Uwaga aut.: Z braku możliwości dostępu do niezbędnych zestawień, powyższe dane liczbowe podane zostały z pamięci. Ich wartości mogą być zaokrąglone - bez ułamków metrycznych. Bo pamięć ludzka jest zawodna.

Autor ostrzegając nie tak dawno na łamach "naszego"portalu przed ewentualnością wody stuletniej, nazwany został przez specjalistów od hydrologii i hydrotechniki "katastrofistą", a w momencie nadejścia majowo-czerwcowej powodzi uznano, że on tę katastrofę "wykrakał". Monitorując aktualną sytuację baryczną, dzięki środkom przekazu obserwujemy wywołane przez wędrujący w kierunku wschodnim głęboki niż katastroficzne powodzie we Francji, w całych Alpach, w Austrii i na Węgrzech. Jeśli niż ten postoi nad niziną panońską - co niejednokrotnie zdarzało się - zwłaszcza w w. XIX i XX, trzydniowe, rzęsiste opady w Karpatach mogą spowodować gwałtowny wzrost stanów wody w lewobrzeżnych, górskich dopływach Wisły, skutkujące zejściem częstej o tej porze "janówki". Nie powinno się też wykluczyć pojawienia się na przełomie lica i sierpnia "jakubówki". Odczuwając w pewnym sensie dyskomfort z powodu krytycznego podejścia otoczenia do "krakania"i wielokrotnego wytykania mu rzekomego "radykalizmu", autor podejmuje jednak ryzyko ostrzeżenia przed realną ewentualnością zimowych powodzi zatorowych, co pokazała na Bugu i Wiśle ostatnia zima.

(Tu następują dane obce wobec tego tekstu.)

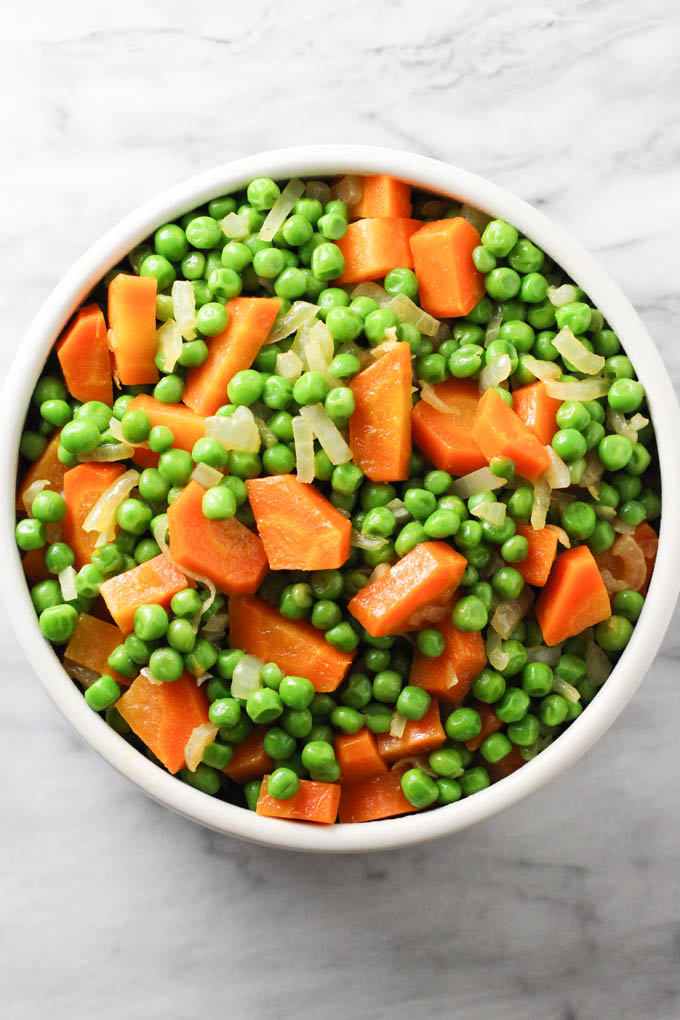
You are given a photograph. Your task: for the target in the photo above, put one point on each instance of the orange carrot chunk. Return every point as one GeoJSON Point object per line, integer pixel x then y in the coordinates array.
{"type": "Point", "coordinates": [372, 247]}
{"type": "Point", "coordinates": [368, 800]}
{"type": "Point", "coordinates": [297, 647]}
{"type": "Point", "coordinates": [225, 551]}
{"type": "Point", "coordinates": [230, 352]}
{"type": "Point", "coordinates": [92, 643]}
{"type": "Point", "coordinates": [542, 549]}
{"type": "Point", "coordinates": [446, 438]}
{"type": "Point", "coordinates": [133, 323]}
{"type": "Point", "coordinates": [164, 716]}
{"type": "Point", "coordinates": [537, 410]}
{"type": "Point", "coordinates": [85, 358]}
{"type": "Point", "coordinates": [357, 755]}
{"type": "Point", "coordinates": [574, 598]}
{"type": "Point", "coordinates": [382, 196]}
{"type": "Point", "coordinates": [83, 486]}
{"type": "Point", "coordinates": [449, 284]}
{"type": "Point", "coordinates": [416, 589]}
{"type": "Point", "coordinates": [499, 432]}
{"type": "Point", "coordinates": [250, 760]}
{"type": "Point", "coordinates": [380, 423]}
{"type": "Point", "coordinates": [154, 581]}
{"type": "Point", "coordinates": [300, 528]}
{"type": "Point", "coordinates": [314, 802]}
{"type": "Point", "coordinates": [420, 736]}
{"type": "Point", "coordinates": [450, 675]}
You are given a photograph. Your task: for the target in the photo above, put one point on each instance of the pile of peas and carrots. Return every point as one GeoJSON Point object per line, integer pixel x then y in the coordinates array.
{"type": "Point", "coordinates": [363, 573]}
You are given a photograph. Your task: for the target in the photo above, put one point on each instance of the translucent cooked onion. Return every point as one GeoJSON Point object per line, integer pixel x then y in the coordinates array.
{"type": "Point", "coordinates": [559, 296]}
{"type": "Point", "coordinates": [407, 310]}
{"type": "Point", "coordinates": [494, 372]}
{"type": "Point", "coordinates": [571, 348]}
{"type": "Point", "coordinates": [326, 432]}
{"type": "Point", "coordinates": [184, 307]}
{"type": "Point", "coordinates": [247, 678]}
{"type": "Point", "coordinates": [492, 513]}
{"type": "Point", "coordinates": [234, 226]}
{"type": "Point", "coordinates": [288, 323]}
{"type": "Point", "coordinates": [481, 480]}
{"type": "Point", "coordinates": [304, 449]}
{"type": "Point", "coordinates": [31, 493]}
{"type": "Point", "coordinates": [582, 390]}
{"type": "Point", "coordinates": [199, 740]}
{"type": "Point", "coordinates": [543, 370]}
{"type": "Point", "coordinates": [281, 207]}
{"type": "Point", "coordinates": [206, 475]}
{"type": "Point", "coordinates": [348, 190]}
{"type": "Point", "coordinates": [238, 431]}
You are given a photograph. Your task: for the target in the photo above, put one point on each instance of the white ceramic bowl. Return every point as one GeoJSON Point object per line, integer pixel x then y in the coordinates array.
{"type": "Point", "coordinates": [310, 161]}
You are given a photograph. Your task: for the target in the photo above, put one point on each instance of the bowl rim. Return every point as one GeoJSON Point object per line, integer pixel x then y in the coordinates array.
{"type": "Point", "coordinates": [311, 160]}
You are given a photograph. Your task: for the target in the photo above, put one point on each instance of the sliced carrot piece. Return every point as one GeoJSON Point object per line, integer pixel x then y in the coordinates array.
{"type": "Point", "coordinates": [382, 196]}
{"type": "Point", "coordinates": [357, 755]}
{"type": "Point", "coordinates": [314, 802]}
{"type": "Point", "coordinates": [85, 357]}
{"type": "Point", "coordinates": [537, 410]}
{"type": "Point", "coordinates": [420, 736]}
{"type": "Point", "coordinates": [133, 323]}
{"type": "Point", "coordinates": [542, 549]}
{"type": "Point", "coordinates": [92, 643]}
{"type": "Point", "coordinates": [154, 581]}
{"type": "Point", "coordinates": [446, 438]}
{"type": "Point", "coordinates": [449, 283]}
{"type": "Point", "coordinates": [83, 486]}
{"type": "Point", "coordinates": [297, 647]}
{"type": "Point", "coordinates": [574, 598]}
{"type": "Point", "coordinates": [450, 676]}
{"type": "Point", "coordinates": [372, 247]}
{"type": "Point", "coordinates": [416, 589]}
{"type": "Point", "coordinates": [164, 716]}
{"type": "Point", "coordinates": [230, 352]}
{"type": "Point", "coordinates": [300, 528]}
{"type": "Point", "coordinates": [250, 760]}
{"type": "Point", "coordinates": [225, 551]}
{"type": "Point", "coordinates": [499, 432]}
{"type": "Point", "coordinates": [368, 800]}
{"type": "Point", "coordinates": [380, 423]}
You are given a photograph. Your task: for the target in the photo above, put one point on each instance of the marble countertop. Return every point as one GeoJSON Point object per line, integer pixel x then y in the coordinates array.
{"type": "Point", "coordinates": [569, 905]}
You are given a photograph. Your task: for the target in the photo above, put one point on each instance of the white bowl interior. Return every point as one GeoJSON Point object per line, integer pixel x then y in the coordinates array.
{"type": "Point", "coordinates": [450, 181]}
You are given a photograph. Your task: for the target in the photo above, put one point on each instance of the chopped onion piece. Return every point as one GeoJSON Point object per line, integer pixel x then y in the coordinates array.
{"type": "Point", "coordinates": [493, 373]}
{"type": "Point", "coordinates": [581, 390]}
{"type": "Point", "coordinates": [238, 431]}
{"type": "Point", "coordinates": [32, 491]}
{"type": "Point", "coordinates": [398, 724]}
{"type": "Point", "coordinates": [200, 737]}
{"type": "Point", "coordinates": [234, 226]}
{"type": "Point", "coordinates": [304, 449]}
{"type": "Point", "coordinates": [247, 677]}
{"type": "Point", "coordinates": [407, 310]}
{"type": "Point", "coordinates": [326, 432]}
{"type": "Point", "coordinates": [571, 348]}
{"type": "Point", "coordinates": [206, 475]}
{"type": "Point", "coordinates": [289, 365]}
{"type": "Point", "coordinates": [559, 296]}
{"type": "Point", "coordinates": [481, 480]}
{"type": "Point", "coordinates": [281, 207]}
{"type": "Point", "coordinates": [543, 370]}
{"type": "Point", "coordinates": [493, 513]}
{"type": "Point", "coordinates": [284, 325]}
{"type": "Point", "coordinates": [66, 578]}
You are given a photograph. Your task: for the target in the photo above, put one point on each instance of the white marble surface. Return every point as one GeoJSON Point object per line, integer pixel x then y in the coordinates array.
{"type": "Point", "coordinates": [568, 906]}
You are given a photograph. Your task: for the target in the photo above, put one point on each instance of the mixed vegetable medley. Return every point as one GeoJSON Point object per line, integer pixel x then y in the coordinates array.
{"type": "Point", "coordinates": [341, 499]}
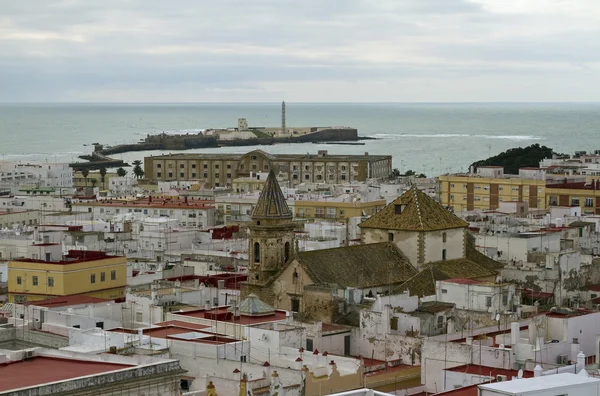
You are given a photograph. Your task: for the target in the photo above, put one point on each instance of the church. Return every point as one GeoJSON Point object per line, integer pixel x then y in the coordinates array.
{"type": "Point", "coordinates": [408, 245]}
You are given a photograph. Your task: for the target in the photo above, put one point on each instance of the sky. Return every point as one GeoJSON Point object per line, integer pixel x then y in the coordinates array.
{"type": "Point", "coordinates": [299, 51]}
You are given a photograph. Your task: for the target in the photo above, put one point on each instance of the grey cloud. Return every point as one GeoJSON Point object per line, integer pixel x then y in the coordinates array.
{"type": "Point", "coordinates": [61, 50]}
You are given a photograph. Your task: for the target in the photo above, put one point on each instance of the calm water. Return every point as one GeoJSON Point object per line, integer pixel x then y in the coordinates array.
{"type": "Point", "coordinates": [429, 138]}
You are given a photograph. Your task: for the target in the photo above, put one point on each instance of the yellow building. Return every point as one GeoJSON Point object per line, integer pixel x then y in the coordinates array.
{"type": "Point", "coordinates": [335, 209]}
{"type": "Point", "coordinates": [89, 273]}
{"type": "Point", "coordinates": [575, 194]}
{"type": "Point", "coordinates": [487, 189]}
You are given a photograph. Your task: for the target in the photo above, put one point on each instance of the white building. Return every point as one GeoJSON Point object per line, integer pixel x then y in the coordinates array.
{"type": "Point", "coordinates": [551, 385]}
{"type": "Point", "coordinates": [473, 295]}
{"type": "Point", "coordinates": [54, 175]}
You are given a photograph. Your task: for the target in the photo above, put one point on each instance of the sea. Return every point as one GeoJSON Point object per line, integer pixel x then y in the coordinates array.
{"type": "Point", "coordinates": [432, 138]}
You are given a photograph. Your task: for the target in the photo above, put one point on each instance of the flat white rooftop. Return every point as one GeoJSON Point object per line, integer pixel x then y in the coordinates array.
{"type": "Point", "coordinates": [536, 384]}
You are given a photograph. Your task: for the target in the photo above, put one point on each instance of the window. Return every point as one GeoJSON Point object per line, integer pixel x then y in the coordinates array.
{"type": "Point", "coordinates": [286, 254]}
{"type": "Point", "coordinates": [295, 305]}
{"type": "Point", "coordinates": [257, 252]}
{"type": "Point", "coordinates": [575, 201]}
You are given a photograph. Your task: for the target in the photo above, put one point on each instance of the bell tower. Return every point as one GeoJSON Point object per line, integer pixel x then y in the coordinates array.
{"type": "Point", "coordinates": [271, 242]}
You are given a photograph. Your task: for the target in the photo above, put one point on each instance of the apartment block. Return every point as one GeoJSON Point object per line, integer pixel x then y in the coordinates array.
{"type": "Point", "coordinates": [219, 170]}
{"type": "Point", "coordinates": [489, 187]}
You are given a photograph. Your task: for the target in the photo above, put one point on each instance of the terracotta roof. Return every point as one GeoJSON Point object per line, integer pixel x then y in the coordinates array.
{"type": "Point", "coordinates": [358, 266]}
{"type": "Point", "coordinates": [253, 306]}
{"type": "Point", "coordinates": [434, 306]}
{"type": "Point", "coordinates": [66, 301]}
{"type": "Point", "coordinates": [271, 203]}
{"type": "Point", "coordinates": [423, 283]}
{"type": "Point", "coordinates": [414, 211]}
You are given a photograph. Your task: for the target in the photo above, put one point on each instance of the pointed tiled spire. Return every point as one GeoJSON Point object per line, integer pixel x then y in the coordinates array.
{"type": "Point", "coordinates": [271, 203]}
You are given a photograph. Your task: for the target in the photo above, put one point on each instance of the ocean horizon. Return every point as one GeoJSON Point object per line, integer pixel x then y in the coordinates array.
{"type": "Point", "coordinates": [430, 138]}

Tymczasem beztroska i zanik działań profesjonalnych obecnego Ministra Środowiska prof. Andrzeja Kraszewskiego sięgnęła zenitu, o czym świadczy briefing w dniu 16 czerwca br., w trakcie którego Pan Minister poinformował o rozpoczęciu prac nad pakietem reform gospodarki wodnej, które prowadzone będą w Ministerstwie Środowiska pod jego nadzorem z udziałem wybitnych specjalistów ds. gospodarki wodnej: prezesa Stowarzyszenia Ekologicznego Eko-Unia - Radosława Gawlika, Kierownika Działu Ochrony Przyrody WWF Polska - Piotra Nieznańskiego i dr. Romana Żurka z Instytutu Ochrony Przyrody PAN (Kraków), jako przedstawicieli organizacji pozarządowych i środowisk naukowych, zajmujących się gospodarką wodną i systemem ochrony przeciwpowodziowej w Polsce.

W zależności od skali rozwiązań, które zostaną wskazane, praca nad pakietem może potrwać co najmniej kilka miesięcy. Gotowy pakiet zostanie przekazany Krajowemu Zarządowi Gospodarki Wodnej do realizacji. Minister zaapelował też, ażeby ani z bobrów, ani generalnie ze środowisk ekologicznych nie robić kozłów ofiarnych. Powódź, która nawiedziła Polskę była ogromną katastrofą naturalną. Dzięki działaniom i wysiłkom ludzi możemy minimalizować jej negatywne skutki, ale nie możemy ich całkowicie wyeliminować - także w przyszłości.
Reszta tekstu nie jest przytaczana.